A Magic Mirror with Added TensorFlow
This the second post in a series of three posts building a simple voice controlled Magic Mirror. The first post in the series showed how to put the mirror together, while this post looks at how to use Machine Learning locally on the device to do custom hotword recognition without using the cloud. The final post in the series looks at integrating the Voice and Vision Kits together to build a mirror that recognises when you’re looking at it.
At the start of the month the new Google AIY Projects Voice Kits finally hit the shelves at Micro Center. However I’d been lucky enough to have my hands on the hardware from just ahead of the pre-order availability back in August and, along with a couple of other projects, I built a voice controlled magic mirror using the Voice Kit and a Raspberry Pi.
Towards the end of the build we ran into some problems using the Cloud Speech API. The Cloud Speech API is not free, and since we were using it detect our custom hotword we were running it all the time. That meant that our mirror was costing around $25 a day to run. However ignoring the cost, streaming everything in the room to the cloud all the time and searching through it for a hotword or phrase is probably going to be unacceptable to most people.
So we need a less expensive, more reasonable, way to add a custom hotword to our mirror.

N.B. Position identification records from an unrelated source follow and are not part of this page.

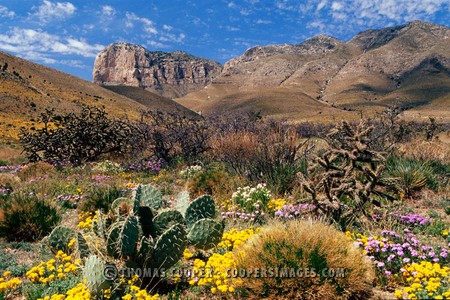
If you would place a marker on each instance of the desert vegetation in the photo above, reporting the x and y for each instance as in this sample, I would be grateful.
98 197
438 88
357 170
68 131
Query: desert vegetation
178 206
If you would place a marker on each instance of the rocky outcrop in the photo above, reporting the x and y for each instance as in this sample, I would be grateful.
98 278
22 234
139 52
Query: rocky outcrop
168 74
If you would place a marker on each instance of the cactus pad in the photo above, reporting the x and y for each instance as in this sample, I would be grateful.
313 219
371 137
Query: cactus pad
165 219
169 247
183 202
129 236
201 208
93 271
146 195
205 234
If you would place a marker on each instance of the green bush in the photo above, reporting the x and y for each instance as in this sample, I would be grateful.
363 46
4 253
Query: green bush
408 176
26 217
100 197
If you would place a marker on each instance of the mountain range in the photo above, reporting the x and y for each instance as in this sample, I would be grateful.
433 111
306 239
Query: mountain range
321 79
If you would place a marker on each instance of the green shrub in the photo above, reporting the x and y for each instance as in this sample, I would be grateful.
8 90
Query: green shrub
305 246
213 180
100 197
407 176
26 217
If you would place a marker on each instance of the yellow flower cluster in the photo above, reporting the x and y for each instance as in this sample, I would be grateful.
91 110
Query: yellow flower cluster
187 254
137 294
8 284
235 238
58 267
275 204
79 292
228 205
86 219
215 273
427 280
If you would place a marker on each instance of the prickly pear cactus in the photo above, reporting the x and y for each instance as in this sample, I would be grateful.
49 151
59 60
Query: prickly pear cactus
118 204
99 225
145 251
183 202
205 233
146 195
201 208
129 236
146 221
93 272
165 219
112 241
60 237
169 247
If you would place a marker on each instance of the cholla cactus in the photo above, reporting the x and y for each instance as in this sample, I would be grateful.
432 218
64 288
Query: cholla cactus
345 178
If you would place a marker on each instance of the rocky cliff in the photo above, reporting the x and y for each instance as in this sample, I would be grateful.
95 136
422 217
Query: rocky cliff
405 65
169 74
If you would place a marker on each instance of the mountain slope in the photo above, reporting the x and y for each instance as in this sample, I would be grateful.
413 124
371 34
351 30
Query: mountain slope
27 89
168 74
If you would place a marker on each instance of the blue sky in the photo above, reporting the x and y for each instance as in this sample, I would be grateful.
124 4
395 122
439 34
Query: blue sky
67 35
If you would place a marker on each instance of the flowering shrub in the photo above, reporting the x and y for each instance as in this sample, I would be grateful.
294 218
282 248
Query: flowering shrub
70 201
250 198
234 238
135 293
290 212
86 220
275 204
151 165
391 251
107 166
79 292
426 280
190 171
7 284
214 273
55 268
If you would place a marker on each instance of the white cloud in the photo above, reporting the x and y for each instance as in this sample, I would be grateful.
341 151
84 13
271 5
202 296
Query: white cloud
49 11
260 21
337 6
6 13
108 11
39 45
144 23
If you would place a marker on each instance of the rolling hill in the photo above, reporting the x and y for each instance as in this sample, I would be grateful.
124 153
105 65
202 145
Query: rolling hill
27 89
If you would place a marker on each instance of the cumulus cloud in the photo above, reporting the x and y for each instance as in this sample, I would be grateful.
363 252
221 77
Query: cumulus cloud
147 25
49 11
6 13
38 44
108 11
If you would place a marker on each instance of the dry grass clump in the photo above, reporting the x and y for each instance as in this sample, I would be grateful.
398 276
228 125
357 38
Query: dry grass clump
426 150
36 170
305 245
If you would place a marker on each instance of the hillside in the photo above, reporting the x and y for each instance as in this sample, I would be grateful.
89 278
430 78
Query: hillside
27 89
168 74
326 79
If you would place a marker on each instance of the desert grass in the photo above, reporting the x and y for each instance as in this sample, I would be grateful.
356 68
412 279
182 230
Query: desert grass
305 245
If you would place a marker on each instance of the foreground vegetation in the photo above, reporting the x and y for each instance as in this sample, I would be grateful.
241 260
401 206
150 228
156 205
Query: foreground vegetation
224 208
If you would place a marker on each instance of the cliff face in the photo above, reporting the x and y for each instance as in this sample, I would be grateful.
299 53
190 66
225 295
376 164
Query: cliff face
169 74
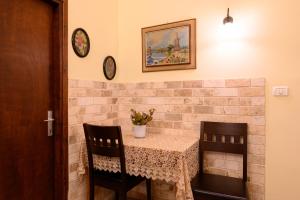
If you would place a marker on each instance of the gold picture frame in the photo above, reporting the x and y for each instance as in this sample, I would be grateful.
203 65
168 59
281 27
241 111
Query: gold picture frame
170 46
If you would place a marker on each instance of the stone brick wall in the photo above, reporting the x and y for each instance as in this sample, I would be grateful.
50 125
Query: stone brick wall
91 102
180 106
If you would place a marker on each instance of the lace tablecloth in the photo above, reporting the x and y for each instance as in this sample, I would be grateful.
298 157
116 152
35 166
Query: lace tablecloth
172 158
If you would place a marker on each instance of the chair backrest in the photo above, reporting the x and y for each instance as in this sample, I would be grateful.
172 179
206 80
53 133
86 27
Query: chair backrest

It turns out we can actually use TensorFlow on our device — on the Raspberry Pi — to look for and recognise a custom hotword entirely locally without talking to the cloud at all.
What is TensorFlow?
Google’s TensorFlow is open source software library for numerical computation using data-flow graphs. If you’re not familiar with the platform Amy Unruh has written a really good introductory article to the popular machine learning platform. So go read that, don’t worry, I’ll be here waiting when you get back.
Installing TensorFlow on the Raspberry Pi
It’s never been particularly easy to get TensorFlow installed onto the Raspberry Pi, but a couple of months back Pete Warden finally managed to successfully get it to cross-compile on an x86 Linux box. From there he set up nightly builds running as part of Google’s TensorFlow Jenkins project. This simplified installation, a lot.
Unfortunately while Pete’s original build instructions, and nightly builds, were compiled for Python 2, the AIY Projects Voice Kit uses Python 3.4. Fortunately while he’s now got a Python 3.4 nightly build going, he’s provided an alternative wheel to allow us to install it alongside the Voice Kit SDK.
Go ahead and download
tensorflow-1.4.0-cp34-none-any.whl wheel file and drop it onto your Raspberry Pi in the home directory. Then install TensorFlow as follows,
$ cd ~/AIY-voice-kit-python
$ source env/bin/activate
$ sudo apt-get install libblas-dev liblapack-dev python3-dev libatlas-base-dev gfortran python3-setuptools
$ sudo pip install ~/tensorflow-1.4.0-cp34-none-any.whl
This can take quite a while to complete. However once it’s done, TensorFlow should be installed and accessible using the Python 3 installation used by the AIY Projects environment.
Testing our Installation
To test out our installation we need some TensorFlow voice recognition models. Fortunately Google provides some pre-trained models as part of the initial release of their Speech Commands Dataset. The words covered by the model data are: yes, no, up, down, left, right, on, off, stop, and go.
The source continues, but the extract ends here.